The One Sex Body on Trial The Classical and Early Modern Evidence
Author | : Helen King |
Publsiher | : Routledge |
Total Pages | : 322 |
Release | : 2016-02-17 |
Genre | : History |
ISBN | : 9781317022381 |
Download The One Sex Body on Trial The Classical and Early Modern Evidence Book in PDF, Epub and Kindle
By far the most influential work on the history of the body, across a wide range of academic disciplines, remains that of Thomas Laqueur. This book puts on trial the one-sex/two-sex model of Laqueur's Making Sex: Body and Gender from the Greeks to Freud through a detailed exploration of the ways in which two classical stories of sexual difference were told, retold and remade from the mid-sixteenth to the nineteenth century. Agnodike, the 'first midwife' who disguises herself as a man and then exposes herself to her potential patients, and Phaethousa, who grows a beard after her husband leaves her, are stories from the ancient world that resonated in the early modern period in particular. Tracing the reception of these tales shows how they provided continuity despite considerable change in medicine, being the common property of those on different sides of professional disputes about women's roles in both medicine and midwifery. The study reveals how different genres used these stories, changing their characters and plots, but always invoking the authority of the classics in discussions of sexual identity.

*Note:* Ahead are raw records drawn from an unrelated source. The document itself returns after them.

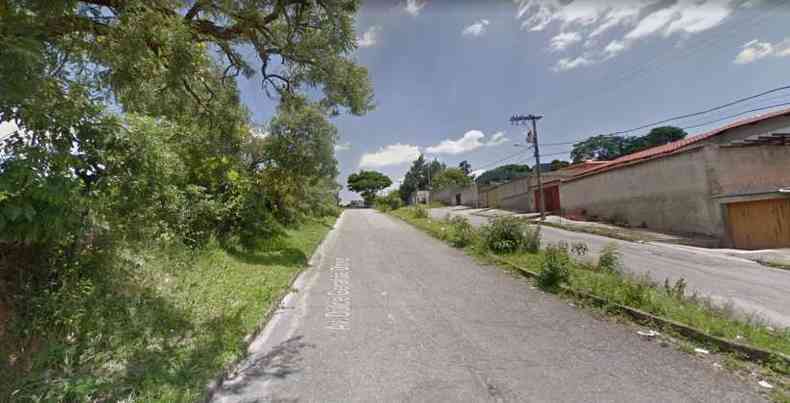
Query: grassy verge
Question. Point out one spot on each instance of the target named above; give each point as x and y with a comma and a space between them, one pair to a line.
775, 264
160, 329
619, 233
665, 300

The study raises important questions about the nature of medical knowledge, the relationship between texts and observation, and the understanding of sexual difference in the early modern world beyond the one-sex model.
Elizabeth Cellier
Author | : Mihoko Suzuki |
Publsiher | : Routledge |
Total Pages | : 258 |
Release | : 2017-07-05 |
Genre | : Literary Criticism |
ISBN | : 9781351941129 |
Download Elizabeth Cellier Book in PDF, Epub and Kindle
Elizabeth Cellier, the scandalous celebrity known as the 'Popish midwife', became the focus of a large number of pamphlets in 1680: accounts of her two trials, her self-vindication, Malice Defeated, her opponent Thomas Dangerfield's rejoinder, and various anonymous satiric attacks against her. She was tried twice: the first time for the more serious charge of treason, and the second for libel, for publishing Malice Defeated. She was acquitted the first time, but found guilty the second, though her punishment was to be pilloried, not executed. She reemerges as the author of tracts on midwifery, proposing to James II the establishment of a professional guild of midwives. Her writings exhibit her remarkable determination to publish her accusations of judicial torture and her advocacy of the licensing of midwives as professional women, as well as exemplifying the importance of the printing press for enabling women to participate in the political public sphere.